= Zimbabwe Society for the Prevention of Cruelty to Animals =

Zimbabwe Society for the Prevention of Cruelty to Animals (usually referred to as the ZNSPCA) is a non-profit organization dedicated to preventing the abuse of animals.

Animal welfare in Southern Rhodesia was initiated over 80 years ago, some 100 years after the Society for the Prevention of Cruelty to Animals was launched in the United Kingdom in 1824. This followed the first anti-cruelty bill which was introduced by Richard Martin MP which provided protection for cattle, horses and sheep.

The first prosecutions date back to 1832 when 181 convictions were recorded.

In 1840 the Society's work was held in such high regard by Queen Victoria that she granted her permission for the SPCA to be entitled the Royal Society for the Prevention of Cruelty to Animals.

At that time, only a single inspector had been appointed in London. By 1842, several requests had been received from other areas for the appointment of additional Inspectors.

The first SPCA Centre to be officially registered as a Welfare Organisation in Rhodesia was Bulawayo in 1967, followed by Kwekwe, Salisbury and Masvingo in the same year, Mutare in 1968 and Gweru in 1969. The smaller centres followed suit in the early 1970s.

The National Society for the Prevention of Cruelty to Animals was established in 1969 by Messrs Barrow, Hearsh, Morris, Brierley, Bott, Sobey and Howell, who represented the eight SPCA Centres providing services to animals in Zimbabwe at that time.

Over 30 years later, founder member Mr G B Howell, who retired as Chairman of the Mutare SPCA in 2002, is still an active and most respected member of the Society.

There are currently 15 active SPCA centers or divisions of ZNSPCA throughout Zimbabwe, with the recent important addition of Beitbridge.

In 2000, the National Executive Council, which represents all SPCA centers, appointed a National Co-ordinator, Chief Inspector Meryl Harrison to provide liaison between the centers, advise members on correct policy and procedure and most importantly, to provide training to Inspectors for appointment by the Minister of Tourism and the Environment, empowered to enforce the Prevention of Cruelty to Animals Act, the primary objective of the Society.

With only 10 Inspectors currently employed throughout Zimbabwe, the training of Inspectors remains the Chief Inspector's priority.
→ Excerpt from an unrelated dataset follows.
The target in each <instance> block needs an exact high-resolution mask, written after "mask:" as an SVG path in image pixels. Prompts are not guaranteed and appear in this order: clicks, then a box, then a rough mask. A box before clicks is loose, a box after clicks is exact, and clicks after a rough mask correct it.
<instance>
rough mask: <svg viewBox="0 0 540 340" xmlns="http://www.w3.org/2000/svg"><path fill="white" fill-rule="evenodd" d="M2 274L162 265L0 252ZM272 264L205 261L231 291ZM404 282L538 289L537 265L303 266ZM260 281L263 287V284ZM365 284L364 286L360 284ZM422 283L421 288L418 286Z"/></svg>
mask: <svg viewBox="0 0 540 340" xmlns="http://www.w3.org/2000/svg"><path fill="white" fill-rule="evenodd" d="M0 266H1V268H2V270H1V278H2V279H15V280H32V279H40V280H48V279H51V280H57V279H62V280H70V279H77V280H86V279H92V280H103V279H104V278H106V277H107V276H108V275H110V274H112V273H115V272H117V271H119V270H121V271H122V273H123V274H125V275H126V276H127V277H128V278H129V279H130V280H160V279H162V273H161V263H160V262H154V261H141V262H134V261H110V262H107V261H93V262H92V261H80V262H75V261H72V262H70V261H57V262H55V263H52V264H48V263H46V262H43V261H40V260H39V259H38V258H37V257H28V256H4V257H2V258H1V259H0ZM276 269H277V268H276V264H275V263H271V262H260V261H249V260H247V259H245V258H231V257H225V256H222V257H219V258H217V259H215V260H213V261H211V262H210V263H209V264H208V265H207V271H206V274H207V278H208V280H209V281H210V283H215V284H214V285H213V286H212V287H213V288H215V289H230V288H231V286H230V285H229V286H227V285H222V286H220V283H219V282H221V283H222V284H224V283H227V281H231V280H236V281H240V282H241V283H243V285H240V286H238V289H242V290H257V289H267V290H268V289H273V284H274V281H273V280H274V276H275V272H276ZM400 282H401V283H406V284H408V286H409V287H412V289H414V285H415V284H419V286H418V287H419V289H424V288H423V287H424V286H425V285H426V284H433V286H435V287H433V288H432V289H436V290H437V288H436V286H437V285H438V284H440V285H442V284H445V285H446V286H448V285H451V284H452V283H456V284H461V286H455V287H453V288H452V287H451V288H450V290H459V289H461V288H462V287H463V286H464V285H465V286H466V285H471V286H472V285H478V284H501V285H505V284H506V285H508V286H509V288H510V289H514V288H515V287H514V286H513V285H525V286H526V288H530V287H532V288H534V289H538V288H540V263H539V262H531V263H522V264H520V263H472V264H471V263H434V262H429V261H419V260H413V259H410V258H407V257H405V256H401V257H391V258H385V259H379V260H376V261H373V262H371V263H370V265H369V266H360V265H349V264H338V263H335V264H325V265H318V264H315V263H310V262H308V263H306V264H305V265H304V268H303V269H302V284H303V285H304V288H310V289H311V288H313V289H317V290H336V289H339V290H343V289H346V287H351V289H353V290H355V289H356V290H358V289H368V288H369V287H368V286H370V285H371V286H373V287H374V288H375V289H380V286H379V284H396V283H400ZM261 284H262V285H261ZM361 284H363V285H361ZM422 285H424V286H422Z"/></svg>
Four trainees who recently completed their training and passed the Inspector's examination with excellent results are awaiting accreditation by the Minister. Three further trainees are currently undergoing their practical training. The ZNSPCA is always on the look-out for suitable individuals with the necessary level of dedication and commitment to animal welfare.

As the only organisation authorised to rescue the thousands of animals abandoned or affected by ongoing land reforms, the brave and determined Inspectors of ZNSPCA have been a credit to the Society and have received international commendations and awards for their bravery. The ZNSPCA's work has been documented in Innocent Victims by Catherine Buckle.

Apart from the rescue work which currently takes up most of the National team's time, Chief Inspector Harrison still manages to find time to deal with the myriad other animal welfare concerns of the Society, such as live animal transportation, intensive farming, wildlife in captivity, improving the conditions of laboratory animals, the introduction of codes of practice for livestock producers, export and translocation of wild animals and ensuring the humane treatment of regulated problem animals. She routinely consults with all the stake-holders connected with these activities and has established the Animal Welfare Forum, a tri-partite group comprising the Chief Inspector of the ZNSPCA, Chief Government Veterinarian and Chairman of the Veterinary Council of Zimbabwe. She retired in 2004.

Through the work of the Inspectorate, the Society in Zimbabwe is no longer perceived as an organisation merely concerned with the welfare of 'cats and dogs', but an organisation committed to the prevention of cruelty to animals in all of its manifestations.

As there are not many records available relating to the history of the Society in Zimbabwe, we would appreciate any information, files, newspaper cuttings or correspondence from former Chairmen and Inspectors in order to provide a more detailed and interesting history of the Society.

In recent years, a number of high-profile journalists such as Zimbabwean Catherine Buckle and South African Jani Allan have published columns on animal cruelty in Zimbabwe.